These may have to be library or half price book store finds. You're right - not much on Kindle.


----------



## Ann in Arlington (Oct 27, 2008)

But you can subscribe to Ellery Queen Mystery Magazine on Kindle. . . . .



There are also a couple of radio scripts available per this page:

http://www.amazon.com/s/ref=nb_sb_noss?url=search-alias%3Ddigital-text&field-keywords=ellery+queen&x=0&y=0


----------



## IUHoosier (Aug 6, 2010)

Try Dorothy L Sayers.  Book 1 in the Lord Peter Wimsey series is 99 cents on Amazon.

For a more contemporary read, try P.D. James - very like the old whodunits....  (I like the Brits.)


----------



## MLPMom (Nov 27, 2009)

I don't know if this is too Classic for you or not but have you read anything by Wilkie Collins? I think _Moonstone_ and _Woman in White_ are both free on Amazon.


----------



## CNDudley (May 14, 2010)

IUHoosier said:


> Try Dorothy L Sayers. Book 1 in the Lord Peter Wimsey series is 99 cents on Amazon.
> 
> For a more contemporary read, try P.D. James - very like the old whodunits.... (I like the Brits.)


I second Dorothy Sayers. Elegant, witty writing, great characters. (If you get to the later ones with Harriet Vane, be sure to read in order.)


----------



## DYB (Aug 8, 2009)

Only the first two Agatha Christie novels are currently in the public domain: "A Mysterious Affair at Styles" (which is very good) and "A Secret Adversary" (which I thought was lame.)  The rest of her books are currently around $6 at Amazon.

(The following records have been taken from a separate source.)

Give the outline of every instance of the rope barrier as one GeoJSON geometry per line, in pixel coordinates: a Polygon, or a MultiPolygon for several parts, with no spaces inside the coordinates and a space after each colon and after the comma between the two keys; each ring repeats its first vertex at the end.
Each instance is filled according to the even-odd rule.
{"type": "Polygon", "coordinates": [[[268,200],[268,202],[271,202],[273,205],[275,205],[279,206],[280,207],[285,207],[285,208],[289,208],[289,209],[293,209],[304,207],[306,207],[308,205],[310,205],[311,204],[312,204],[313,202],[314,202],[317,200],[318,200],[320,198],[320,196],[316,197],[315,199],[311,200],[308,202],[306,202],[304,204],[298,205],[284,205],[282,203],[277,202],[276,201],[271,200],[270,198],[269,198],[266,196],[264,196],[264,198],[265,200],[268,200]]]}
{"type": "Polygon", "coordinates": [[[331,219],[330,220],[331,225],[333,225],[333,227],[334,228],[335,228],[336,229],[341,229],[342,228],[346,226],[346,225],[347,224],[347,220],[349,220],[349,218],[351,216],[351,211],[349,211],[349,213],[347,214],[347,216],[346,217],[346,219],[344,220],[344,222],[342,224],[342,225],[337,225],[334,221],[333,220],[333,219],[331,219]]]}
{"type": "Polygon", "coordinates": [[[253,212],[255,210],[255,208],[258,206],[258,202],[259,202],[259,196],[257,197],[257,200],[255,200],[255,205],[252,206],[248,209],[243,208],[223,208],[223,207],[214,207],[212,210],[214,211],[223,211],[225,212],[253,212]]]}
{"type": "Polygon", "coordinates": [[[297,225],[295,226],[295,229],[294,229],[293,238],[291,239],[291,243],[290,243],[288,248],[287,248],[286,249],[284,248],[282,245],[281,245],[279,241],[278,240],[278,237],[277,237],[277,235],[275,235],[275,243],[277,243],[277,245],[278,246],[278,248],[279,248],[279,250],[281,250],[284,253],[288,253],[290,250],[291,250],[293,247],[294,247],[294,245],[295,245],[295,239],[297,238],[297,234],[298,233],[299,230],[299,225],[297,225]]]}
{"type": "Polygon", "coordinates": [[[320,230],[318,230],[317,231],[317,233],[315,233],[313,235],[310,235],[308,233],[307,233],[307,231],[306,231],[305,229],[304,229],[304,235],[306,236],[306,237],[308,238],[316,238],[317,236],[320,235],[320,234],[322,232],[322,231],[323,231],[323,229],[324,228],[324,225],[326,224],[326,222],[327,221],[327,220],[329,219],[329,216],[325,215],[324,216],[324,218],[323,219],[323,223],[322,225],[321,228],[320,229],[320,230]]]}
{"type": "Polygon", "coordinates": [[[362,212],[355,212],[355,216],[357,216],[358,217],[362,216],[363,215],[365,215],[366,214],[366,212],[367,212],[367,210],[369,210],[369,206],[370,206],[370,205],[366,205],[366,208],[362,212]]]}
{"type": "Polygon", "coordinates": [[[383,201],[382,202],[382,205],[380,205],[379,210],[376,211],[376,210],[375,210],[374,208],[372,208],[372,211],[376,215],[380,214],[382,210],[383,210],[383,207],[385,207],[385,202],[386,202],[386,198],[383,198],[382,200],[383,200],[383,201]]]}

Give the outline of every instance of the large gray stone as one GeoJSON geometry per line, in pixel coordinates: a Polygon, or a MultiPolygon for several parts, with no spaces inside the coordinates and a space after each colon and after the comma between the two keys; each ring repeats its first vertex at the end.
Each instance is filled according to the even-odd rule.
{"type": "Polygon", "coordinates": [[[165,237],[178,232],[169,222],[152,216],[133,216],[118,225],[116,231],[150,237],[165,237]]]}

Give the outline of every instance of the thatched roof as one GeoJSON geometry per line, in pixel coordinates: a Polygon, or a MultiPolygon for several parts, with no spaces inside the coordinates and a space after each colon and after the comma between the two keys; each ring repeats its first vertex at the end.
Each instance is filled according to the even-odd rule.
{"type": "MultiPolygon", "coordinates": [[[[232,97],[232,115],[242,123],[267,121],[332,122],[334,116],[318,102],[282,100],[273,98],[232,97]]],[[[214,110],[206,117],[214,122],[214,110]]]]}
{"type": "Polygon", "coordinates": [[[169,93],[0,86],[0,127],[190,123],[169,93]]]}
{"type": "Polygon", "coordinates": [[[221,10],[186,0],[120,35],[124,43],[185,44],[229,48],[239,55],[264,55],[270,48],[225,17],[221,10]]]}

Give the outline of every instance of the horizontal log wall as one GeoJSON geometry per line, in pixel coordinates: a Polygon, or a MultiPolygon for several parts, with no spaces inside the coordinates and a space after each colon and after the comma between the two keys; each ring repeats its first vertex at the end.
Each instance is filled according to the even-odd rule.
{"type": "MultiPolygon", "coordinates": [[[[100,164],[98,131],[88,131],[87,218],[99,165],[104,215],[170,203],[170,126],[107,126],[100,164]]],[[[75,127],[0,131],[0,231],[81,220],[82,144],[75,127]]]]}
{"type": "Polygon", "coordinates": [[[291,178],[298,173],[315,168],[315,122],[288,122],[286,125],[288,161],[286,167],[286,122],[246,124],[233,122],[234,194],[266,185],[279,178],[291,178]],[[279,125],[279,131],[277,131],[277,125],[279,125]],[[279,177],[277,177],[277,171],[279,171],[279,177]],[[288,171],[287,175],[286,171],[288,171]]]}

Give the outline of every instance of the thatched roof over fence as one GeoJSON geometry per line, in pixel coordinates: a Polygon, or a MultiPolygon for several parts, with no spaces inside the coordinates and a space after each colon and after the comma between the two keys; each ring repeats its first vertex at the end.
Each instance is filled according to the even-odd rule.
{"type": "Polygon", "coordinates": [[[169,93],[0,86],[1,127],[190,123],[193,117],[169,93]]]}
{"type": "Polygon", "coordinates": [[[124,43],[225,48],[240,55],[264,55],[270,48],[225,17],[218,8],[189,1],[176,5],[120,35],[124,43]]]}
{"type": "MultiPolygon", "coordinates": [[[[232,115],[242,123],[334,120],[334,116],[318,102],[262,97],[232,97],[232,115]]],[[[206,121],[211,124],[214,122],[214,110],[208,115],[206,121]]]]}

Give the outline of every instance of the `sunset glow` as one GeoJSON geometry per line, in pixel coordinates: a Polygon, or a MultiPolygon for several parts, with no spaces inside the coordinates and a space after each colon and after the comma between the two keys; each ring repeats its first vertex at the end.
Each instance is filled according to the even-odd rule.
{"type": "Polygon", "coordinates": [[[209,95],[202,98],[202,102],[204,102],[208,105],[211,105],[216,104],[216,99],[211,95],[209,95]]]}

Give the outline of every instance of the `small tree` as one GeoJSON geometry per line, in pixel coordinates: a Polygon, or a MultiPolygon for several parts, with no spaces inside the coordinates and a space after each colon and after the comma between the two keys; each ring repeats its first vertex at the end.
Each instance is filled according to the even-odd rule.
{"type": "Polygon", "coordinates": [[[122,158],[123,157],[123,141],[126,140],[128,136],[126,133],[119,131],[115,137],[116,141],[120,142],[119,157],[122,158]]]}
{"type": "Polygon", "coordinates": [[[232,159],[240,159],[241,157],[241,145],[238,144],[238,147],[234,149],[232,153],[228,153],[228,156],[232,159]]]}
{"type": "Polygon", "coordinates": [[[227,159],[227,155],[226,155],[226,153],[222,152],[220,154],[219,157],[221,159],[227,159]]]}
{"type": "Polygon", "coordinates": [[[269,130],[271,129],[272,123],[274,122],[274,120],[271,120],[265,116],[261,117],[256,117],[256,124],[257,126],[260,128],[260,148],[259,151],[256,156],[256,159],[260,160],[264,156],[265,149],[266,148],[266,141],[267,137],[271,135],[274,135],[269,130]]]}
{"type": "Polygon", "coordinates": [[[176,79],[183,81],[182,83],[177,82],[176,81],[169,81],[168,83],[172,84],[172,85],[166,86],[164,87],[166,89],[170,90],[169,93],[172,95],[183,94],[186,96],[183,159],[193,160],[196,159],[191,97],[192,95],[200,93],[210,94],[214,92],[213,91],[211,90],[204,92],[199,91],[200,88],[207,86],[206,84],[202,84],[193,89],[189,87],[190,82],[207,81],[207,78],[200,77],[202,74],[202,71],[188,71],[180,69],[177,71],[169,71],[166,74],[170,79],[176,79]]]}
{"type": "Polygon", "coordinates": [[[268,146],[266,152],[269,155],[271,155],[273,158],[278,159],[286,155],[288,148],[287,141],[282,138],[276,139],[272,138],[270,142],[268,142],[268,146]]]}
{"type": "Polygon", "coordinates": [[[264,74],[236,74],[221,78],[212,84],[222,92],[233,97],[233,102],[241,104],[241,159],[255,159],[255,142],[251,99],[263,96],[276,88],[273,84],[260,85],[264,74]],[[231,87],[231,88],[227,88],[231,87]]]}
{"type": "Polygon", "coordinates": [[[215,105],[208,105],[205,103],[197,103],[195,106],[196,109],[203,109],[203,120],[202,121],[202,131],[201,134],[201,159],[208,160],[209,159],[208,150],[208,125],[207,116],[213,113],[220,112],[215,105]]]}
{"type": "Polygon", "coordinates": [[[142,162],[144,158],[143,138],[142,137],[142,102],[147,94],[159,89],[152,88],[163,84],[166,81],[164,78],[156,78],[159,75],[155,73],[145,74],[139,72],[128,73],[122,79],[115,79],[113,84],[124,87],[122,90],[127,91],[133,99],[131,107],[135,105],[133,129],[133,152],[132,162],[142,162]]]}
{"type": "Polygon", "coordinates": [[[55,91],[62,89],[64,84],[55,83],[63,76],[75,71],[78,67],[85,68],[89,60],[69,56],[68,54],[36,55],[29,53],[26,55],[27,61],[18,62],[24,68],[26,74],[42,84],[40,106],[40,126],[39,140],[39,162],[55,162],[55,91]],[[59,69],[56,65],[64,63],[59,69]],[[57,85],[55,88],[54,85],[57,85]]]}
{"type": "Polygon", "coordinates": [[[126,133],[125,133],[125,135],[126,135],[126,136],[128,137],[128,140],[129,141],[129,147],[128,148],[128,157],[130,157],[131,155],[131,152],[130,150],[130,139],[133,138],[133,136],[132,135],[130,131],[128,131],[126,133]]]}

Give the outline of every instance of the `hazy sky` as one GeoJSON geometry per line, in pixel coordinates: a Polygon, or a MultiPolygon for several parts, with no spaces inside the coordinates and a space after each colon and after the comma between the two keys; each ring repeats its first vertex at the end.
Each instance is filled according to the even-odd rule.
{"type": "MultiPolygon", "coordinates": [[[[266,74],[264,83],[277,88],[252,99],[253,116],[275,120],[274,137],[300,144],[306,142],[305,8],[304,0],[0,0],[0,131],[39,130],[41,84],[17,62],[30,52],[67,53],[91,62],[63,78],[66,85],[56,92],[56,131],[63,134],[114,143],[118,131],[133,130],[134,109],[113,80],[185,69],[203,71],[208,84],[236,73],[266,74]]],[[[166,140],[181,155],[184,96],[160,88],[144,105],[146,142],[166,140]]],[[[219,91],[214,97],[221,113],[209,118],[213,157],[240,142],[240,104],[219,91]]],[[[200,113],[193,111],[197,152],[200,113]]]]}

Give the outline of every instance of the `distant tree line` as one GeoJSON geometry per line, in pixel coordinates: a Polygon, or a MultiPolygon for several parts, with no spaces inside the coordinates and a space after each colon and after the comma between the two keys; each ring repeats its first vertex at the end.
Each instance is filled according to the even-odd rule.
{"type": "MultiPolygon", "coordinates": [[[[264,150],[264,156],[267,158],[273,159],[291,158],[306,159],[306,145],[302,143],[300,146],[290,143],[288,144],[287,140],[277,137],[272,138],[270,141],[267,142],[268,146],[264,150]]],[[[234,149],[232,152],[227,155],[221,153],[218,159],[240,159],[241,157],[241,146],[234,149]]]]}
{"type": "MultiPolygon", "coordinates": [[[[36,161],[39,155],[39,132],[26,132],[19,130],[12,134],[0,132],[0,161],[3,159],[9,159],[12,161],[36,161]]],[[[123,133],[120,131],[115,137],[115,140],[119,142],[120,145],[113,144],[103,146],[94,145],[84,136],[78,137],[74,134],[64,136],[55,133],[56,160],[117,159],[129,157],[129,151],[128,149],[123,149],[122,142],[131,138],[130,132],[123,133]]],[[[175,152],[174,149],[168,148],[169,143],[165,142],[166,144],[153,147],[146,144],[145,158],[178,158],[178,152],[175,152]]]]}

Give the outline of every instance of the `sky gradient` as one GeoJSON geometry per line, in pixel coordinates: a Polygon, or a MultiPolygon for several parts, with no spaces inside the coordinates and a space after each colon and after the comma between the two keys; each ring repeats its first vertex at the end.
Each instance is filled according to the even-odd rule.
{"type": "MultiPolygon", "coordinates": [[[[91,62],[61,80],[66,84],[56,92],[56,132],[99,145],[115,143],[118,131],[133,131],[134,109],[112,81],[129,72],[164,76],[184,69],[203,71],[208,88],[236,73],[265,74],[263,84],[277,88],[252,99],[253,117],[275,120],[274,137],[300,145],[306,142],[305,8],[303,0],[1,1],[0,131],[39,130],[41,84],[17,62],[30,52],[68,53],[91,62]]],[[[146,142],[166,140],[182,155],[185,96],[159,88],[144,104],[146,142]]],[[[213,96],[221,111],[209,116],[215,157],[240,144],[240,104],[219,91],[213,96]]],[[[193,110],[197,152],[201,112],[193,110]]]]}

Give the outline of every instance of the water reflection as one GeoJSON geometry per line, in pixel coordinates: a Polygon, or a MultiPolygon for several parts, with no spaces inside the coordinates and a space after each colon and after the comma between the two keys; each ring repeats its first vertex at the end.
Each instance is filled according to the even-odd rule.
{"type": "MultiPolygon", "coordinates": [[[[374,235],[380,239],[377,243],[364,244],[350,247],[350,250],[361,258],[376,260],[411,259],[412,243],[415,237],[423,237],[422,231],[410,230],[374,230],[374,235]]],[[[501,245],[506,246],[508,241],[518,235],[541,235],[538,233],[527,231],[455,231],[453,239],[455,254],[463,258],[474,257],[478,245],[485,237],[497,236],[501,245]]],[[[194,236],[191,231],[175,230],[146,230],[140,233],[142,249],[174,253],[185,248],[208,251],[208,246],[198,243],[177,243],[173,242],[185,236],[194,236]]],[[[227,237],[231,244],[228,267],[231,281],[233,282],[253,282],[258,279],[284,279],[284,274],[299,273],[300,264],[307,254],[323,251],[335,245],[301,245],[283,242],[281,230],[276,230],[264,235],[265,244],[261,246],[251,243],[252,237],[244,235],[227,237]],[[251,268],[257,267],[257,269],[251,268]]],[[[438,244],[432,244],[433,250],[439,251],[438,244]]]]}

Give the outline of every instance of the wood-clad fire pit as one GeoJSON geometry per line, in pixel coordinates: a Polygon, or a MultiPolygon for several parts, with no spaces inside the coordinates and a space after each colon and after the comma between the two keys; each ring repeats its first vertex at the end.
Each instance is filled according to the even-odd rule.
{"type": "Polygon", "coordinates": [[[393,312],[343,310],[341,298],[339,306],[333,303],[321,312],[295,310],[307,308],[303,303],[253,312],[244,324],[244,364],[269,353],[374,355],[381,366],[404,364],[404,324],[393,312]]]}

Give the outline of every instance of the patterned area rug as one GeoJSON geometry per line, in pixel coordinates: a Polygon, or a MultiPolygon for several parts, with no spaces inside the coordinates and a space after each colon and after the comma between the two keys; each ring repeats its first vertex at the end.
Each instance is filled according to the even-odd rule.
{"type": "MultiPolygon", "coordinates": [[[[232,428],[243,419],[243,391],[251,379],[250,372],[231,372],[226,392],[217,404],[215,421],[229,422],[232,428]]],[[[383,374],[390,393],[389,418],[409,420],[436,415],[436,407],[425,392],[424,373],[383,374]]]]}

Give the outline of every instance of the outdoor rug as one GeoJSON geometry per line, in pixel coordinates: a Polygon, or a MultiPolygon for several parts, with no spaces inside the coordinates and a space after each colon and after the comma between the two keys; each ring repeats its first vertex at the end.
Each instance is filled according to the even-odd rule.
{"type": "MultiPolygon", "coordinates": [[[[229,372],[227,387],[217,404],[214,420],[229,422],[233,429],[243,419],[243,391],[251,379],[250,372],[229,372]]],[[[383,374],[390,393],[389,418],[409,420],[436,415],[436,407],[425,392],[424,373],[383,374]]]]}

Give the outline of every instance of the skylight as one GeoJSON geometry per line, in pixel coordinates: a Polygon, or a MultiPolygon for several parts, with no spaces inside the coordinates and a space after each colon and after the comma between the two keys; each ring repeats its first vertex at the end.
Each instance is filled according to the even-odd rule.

You can also try Wilkie Collins.  There is currently an active thread about his "The Woman in White."  "The Moonstone" is his other masterpiece.  And both should be available for free.


----------



## telracs (Jul 12, 2009)

Thanks to this thread I've picked up the Dr. Thorndyke books and also a Raffles collection.


----------